Sviluppatori RPG: “questo sa, la conoscenza è tutto e nel data warehouse c’è la conoscenza
dell’azienda, quindi va bene”. Molto new age ma irrealistico.
Sviluppatori in genere: “questo capisce di computer, il data warehouse sta dentro un
computer, quindi va bene”. E’ un punto di vista molto tecnologico.
‘Esperti’ di controllo di gestione: “questo è esperto di reporting, nel data warehouse ci sono
i report, quindi va bene”. Questa cosa avviene sistematicamente nelle società di consulenza
direzionale, cioè quelle società che schifano la tecnologia per anni, poi quando nessuno le
paga più per produrre slide patinate, cominciano a occuparsene arrangiandosi con quello
che hanno.
Esperti di SAP FI/CO: “questo è esperto di controlling, il data warehouse serve per il controllo
di gestione, quindi va bene”. Questa cosa l’hanno fatta veramente tutti i system integrator
quando un ERP vendor ha lanciato la sua soluzione di business intelligence. Naturalmente vi
taccio il nome dell’ERP vendor.
PARADOSSO IV: del Ritorno sull’Investimento
In questo pazzo pazzo mondo dell’ICT ci sono ancora dei cavalieri senza macchia e senza
paura, veri alfieri della valutazione strategica e del bon ton manageriale che si illudono di
poter calcolare il ritorno sull’investimento di qualsiasi cosa.
Fortunatamente non sono tanti, altrimenti noi poveri consulenti saremmo finiti e non perché
non siamo capaci di calcolare il ritorno sull’investimento di un progetto di data
warehousing e business intelligence ma perché è impossibile.
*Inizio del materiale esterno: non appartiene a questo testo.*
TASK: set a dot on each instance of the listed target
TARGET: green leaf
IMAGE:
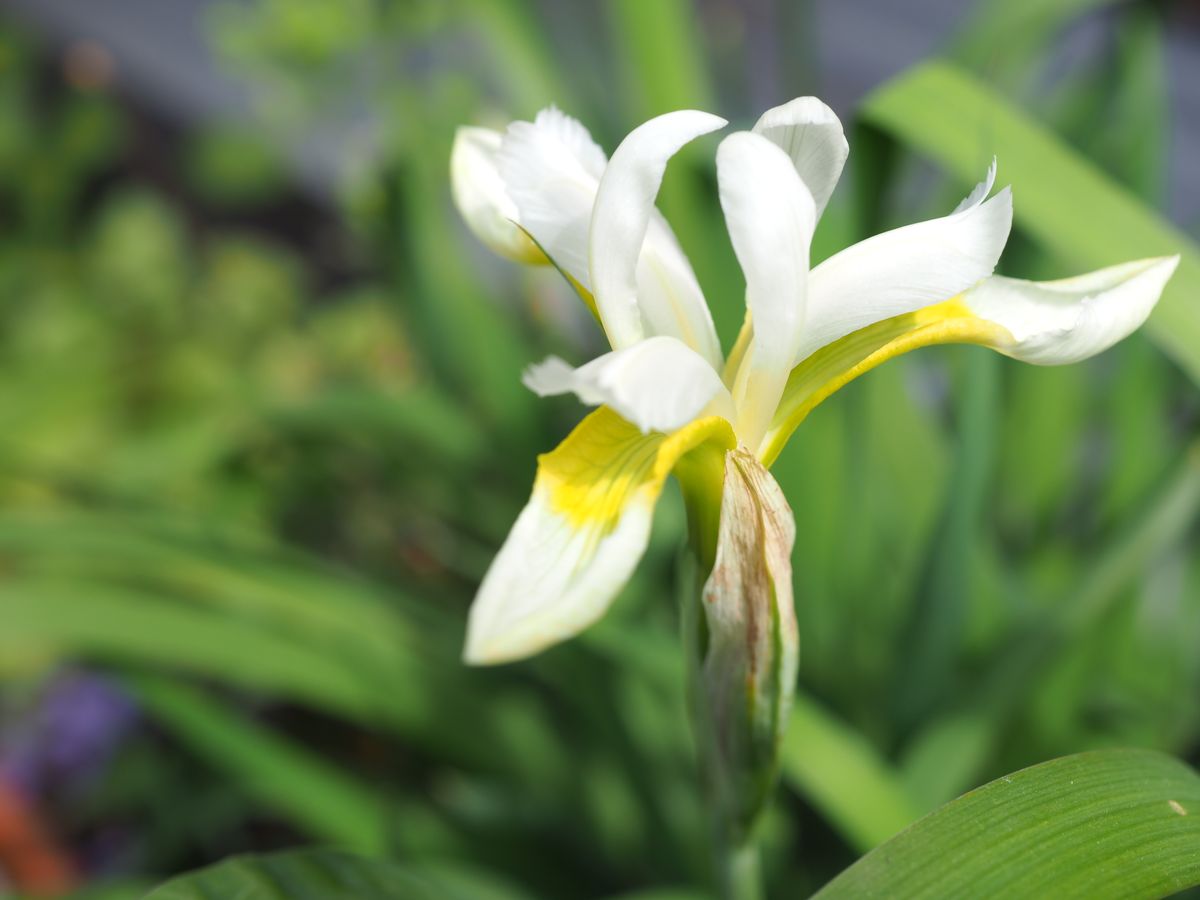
(328, 875)
(280, 774)
(844, 777)
(1116, 823)
(1061, 199)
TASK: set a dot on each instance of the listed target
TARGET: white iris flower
(669, 400)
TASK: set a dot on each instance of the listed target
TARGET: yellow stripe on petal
(577, 540)
(835, 365)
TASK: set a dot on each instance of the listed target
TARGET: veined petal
(580, 537)
(481, 198)
(909, 268)
(1057, 322)
(1045, 323)
(771, 216)
(811, 135)
(622, 216)
(551, 168)
(659, 384)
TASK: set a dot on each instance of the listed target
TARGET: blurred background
(263, 431)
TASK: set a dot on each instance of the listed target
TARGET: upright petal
(481, 197)
(771, 216)
(580, 537)
(1057, 322)
(811, 135)
(551, 168)
(622, 215)
(909, 268)
(659, 384)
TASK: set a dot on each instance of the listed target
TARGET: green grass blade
(844, 777)
(1117, 823)
(1062, 201)
(313, 795)
(328, 875)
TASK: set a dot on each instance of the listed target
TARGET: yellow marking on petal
(606, 462)
(835, 365)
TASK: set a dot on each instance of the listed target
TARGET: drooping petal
(622, 216)
(481, 198)
(580, 537)
(811, 135)
(1059, 322)
(551, 168)
(1045, 323)
(909, 268)
(771, 216)
(659, 384)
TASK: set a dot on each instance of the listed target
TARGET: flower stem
(741, 875)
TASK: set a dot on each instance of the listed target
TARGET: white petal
(811, 135)
(580, 537)
(659, 384)
(481, 198)
(909, 268)
(551, 168)
(623, 211)
(1059, 322)
(771, 216)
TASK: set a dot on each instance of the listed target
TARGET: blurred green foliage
(257, 455)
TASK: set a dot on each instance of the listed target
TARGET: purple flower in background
(69, 735)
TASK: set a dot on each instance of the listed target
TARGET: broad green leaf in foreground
(1061, 199)
(1114, 823)
(329, 875)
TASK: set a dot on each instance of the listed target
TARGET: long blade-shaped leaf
(1061, 199)
(327, 875)
(1116, 823)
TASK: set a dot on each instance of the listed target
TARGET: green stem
(741, 876)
Solitamente sono gli stessi
che si sono incapricciati dell’ERP, del CRM o dell’e-business (ambiti applicativi dove il calcolo
del ritorno sull’investimento è un must ed è possibile), hanno fatto un bagno di sangue e
ora, con il capo cosparso di cenere, cercano di validare con il business case anche le loro
vacanze ad Alassio.
Vi risparmierò una serie di fandonie su come si fa un business case (sono sicuro che ne siete
capaci, ma avete cose più serie da fare) e vi illustrerò i motivi dell’impossibilità:
1. dimostrare che la qualità e la tempestività delle informazioni fanno vendere di più e
meglio è un azzardo, se il management di un’azienda non vale niente o vive nel
mesozoico e vuole il reporting su stampa cartacea ‘perché se lo vedo a video non riesco
a ragionare’ non c’è data warehouse che tenga. Quindi è inutile cercare correlazioni
(inesistenti, credete a me) tra il disporre di sofisticati sistemi di supporto decisionale e
gli indicatori di performance di un’azienda.
2. L’altra considerazione macroscopica su questo tema riguarda il tradizionale approccio
al calcolo dei risparmi indotti dalla sostituzione o introduzione di un qualsiasi sistema
informativo: il cambiamento della tecnologia migliora l’efficienza e l’efficacia dei
processi supportati. In parole povere il problema è cercare di dimostrare che
l’introduzione di un DSS porta ad una riduzione dei tempi del processo decisionale e
potenzialmente ad una riduzione del numero di decisori, oltre a migliorare l’efficacia
del processo stesso. Eviterò ogni commento a questo statement: fa già ridere da solo.